To Dads Who BlogSo, where is this post going? Well, it’s not just to spotlight the love shared on Twitter. After all, we see that a lot in the parenting world. What To Dads Who Blog is about is an appreciation of all dad bloggers out there. Let me explain further. Since joining the dad blogging world I’ve been surprised how many dads out there are sharing their emotions and family lives with the world. And the number is growing. Undeniably so. This surprise may have something to do with my upbringing, because I was not brought up with the idea that it was fine for guys to share their emotions so openly. The male role models in my life were somewhat distant characters who left parental things to the mothers and grandmothers. They were often closed books. Being open with my emotions was something I had to learn for myself. And something I had to learn to be comfortable with doing because it was somewhat frowned upon. But that’s just my story, and, I would suggest, a hangover from society when I was a kid in the ‘70s.

But having kids has helped. As with changing messy nappies, when there’s no time for a light-hearted approach to cleaning up a baby who has smears up their back and down their legs whilst you’re gagging on fumes that could put a military grade gas mask to the test, or skipping down the street with Fidget (she’ll be five in March), and singing Frozen songs as we go, I have had to adjust to fulfil my role as dad. An adjustment I was happy to make. My inhibitions, or self-consciousness have taken a back seat. The kids’ needs and happiness comes first. And that was never just going to be mum’s responsibility.
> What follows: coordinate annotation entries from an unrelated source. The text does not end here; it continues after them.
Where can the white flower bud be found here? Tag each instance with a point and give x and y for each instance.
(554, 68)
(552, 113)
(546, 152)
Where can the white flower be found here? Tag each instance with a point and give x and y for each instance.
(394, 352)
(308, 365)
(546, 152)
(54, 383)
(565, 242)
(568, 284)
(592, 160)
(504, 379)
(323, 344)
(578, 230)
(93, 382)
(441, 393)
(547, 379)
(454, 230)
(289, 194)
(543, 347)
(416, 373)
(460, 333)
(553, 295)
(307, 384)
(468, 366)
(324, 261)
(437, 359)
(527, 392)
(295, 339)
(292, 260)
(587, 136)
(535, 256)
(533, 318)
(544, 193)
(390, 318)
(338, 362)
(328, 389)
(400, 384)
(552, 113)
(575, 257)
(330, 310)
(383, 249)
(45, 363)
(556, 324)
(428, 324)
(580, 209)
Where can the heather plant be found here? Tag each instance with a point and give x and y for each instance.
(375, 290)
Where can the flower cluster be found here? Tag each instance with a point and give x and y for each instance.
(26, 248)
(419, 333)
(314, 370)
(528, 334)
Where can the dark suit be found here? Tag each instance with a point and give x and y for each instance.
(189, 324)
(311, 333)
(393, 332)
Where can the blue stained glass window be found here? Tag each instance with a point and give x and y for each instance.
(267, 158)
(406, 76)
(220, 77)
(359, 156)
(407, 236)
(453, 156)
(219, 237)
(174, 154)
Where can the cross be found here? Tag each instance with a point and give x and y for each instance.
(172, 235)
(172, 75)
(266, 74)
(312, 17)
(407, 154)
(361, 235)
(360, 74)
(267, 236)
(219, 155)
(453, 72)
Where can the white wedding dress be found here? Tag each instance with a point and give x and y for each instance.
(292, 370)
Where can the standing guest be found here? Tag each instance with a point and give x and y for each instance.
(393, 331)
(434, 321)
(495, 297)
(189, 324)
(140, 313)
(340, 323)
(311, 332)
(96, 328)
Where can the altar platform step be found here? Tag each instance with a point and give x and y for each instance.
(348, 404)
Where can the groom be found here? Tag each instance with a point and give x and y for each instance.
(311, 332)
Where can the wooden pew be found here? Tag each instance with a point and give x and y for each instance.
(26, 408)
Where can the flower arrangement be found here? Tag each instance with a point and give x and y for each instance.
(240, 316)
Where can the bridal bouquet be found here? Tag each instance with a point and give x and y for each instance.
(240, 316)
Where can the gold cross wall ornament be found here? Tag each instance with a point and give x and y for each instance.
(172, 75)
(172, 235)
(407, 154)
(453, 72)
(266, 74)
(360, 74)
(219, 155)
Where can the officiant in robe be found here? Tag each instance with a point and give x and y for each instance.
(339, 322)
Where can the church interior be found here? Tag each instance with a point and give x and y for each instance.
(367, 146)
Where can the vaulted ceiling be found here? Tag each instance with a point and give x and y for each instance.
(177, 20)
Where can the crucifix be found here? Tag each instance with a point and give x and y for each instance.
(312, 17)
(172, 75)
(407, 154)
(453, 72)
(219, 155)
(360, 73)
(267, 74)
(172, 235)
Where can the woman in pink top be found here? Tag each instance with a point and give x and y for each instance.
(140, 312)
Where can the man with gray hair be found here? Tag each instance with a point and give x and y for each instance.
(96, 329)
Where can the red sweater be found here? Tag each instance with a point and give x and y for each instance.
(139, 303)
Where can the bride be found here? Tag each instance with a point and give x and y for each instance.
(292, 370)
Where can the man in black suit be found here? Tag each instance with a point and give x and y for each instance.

It has been a learning curve, to say the least. Having kids meant I had to step outside my comfort zone in many ways and into the realm of ‘shared’ parenting. The realm of being a father, a parent, a dad.

To Dads Who Blog

But the support dad bloggers have given to the blogging aspect of my parenting journey has enabled me to be comfortable with my blogging self and the wonderful subject I have chosen to blog about: my two kids, Fidget and Little Man. Especially in light of the cynicism I received from some male friends. Friends who questioned my blogging topic. Friends whose thought was that if I was going to blog I would blog about golf, football, or any other interest common to our circle. Now don’t get me wrong, I enjoy those things and they are topics I could write about, but I love my kids and family more and wanted to write for them. Hence the focus on parenting. My friends truly thought blogging about parenting would be a lonely place for a dad.

But there are lots of dads out there sharing their thoughts, trials and tribulations of parenting and are comfortable doing so. They catalogue the ups and downs, the ins and outs and do it extremely well. But what I was never aware of until I joined the blogging world was quite how supportive and collaborative dad bloggers can be. On several occasions I have witnessed dad bloggers going out of their way to make a concerted effort to ensure that another blogger succeeds. Now that’s wonderfully encouraging for all. In our fast-paced soundbite cynical world it’s an especially generous thing to do.

To Dads Who Blog

But that just appears to be the dad blogging community. We could just put this altruistic propensity down to a case of common interest. Now undoubtedly common interest is a key factor because it’s dads supporting dads. But classing it as the only factor would be an oversimplification of something more. Most dad bloggers I have interacted with are of a broader kind. They are focussed on family, their children and their children’s future, because their children are their reason for blogging and, I would suggest, life. They often demonstrate a vociferous sensitivity that leaves the old fashioned perceived dad ‘norm’ floundering in its wake. But most of all they talk and write as men who are comfortable in their dad skins. They are truly parenting and happy to talk about it too. You can read and feel the passion in their posts. They may write in different styles about a thousand different parenting topics, but they have something in common no matter what the topic: their voice. They write from the heart and share feelings without prejudice. They tell stories that inspire and conspire.

They are proud dads who have found a commonality and camaraderie beyond topic or theme. Their blogging community has become a friendly and genuine support structure because they have gone out of their way to make it so. And it’s a wonderful community to be a part of. A few examples of this are the Facebook groups such as Dad Bloggers and UK Dad Bloggers and the Blended Parent Network. They are blogging groups where support is freely given.

So to all the dads who, whilst living in this cynical world, are still able to dip their hearts in ink and share, I salute you.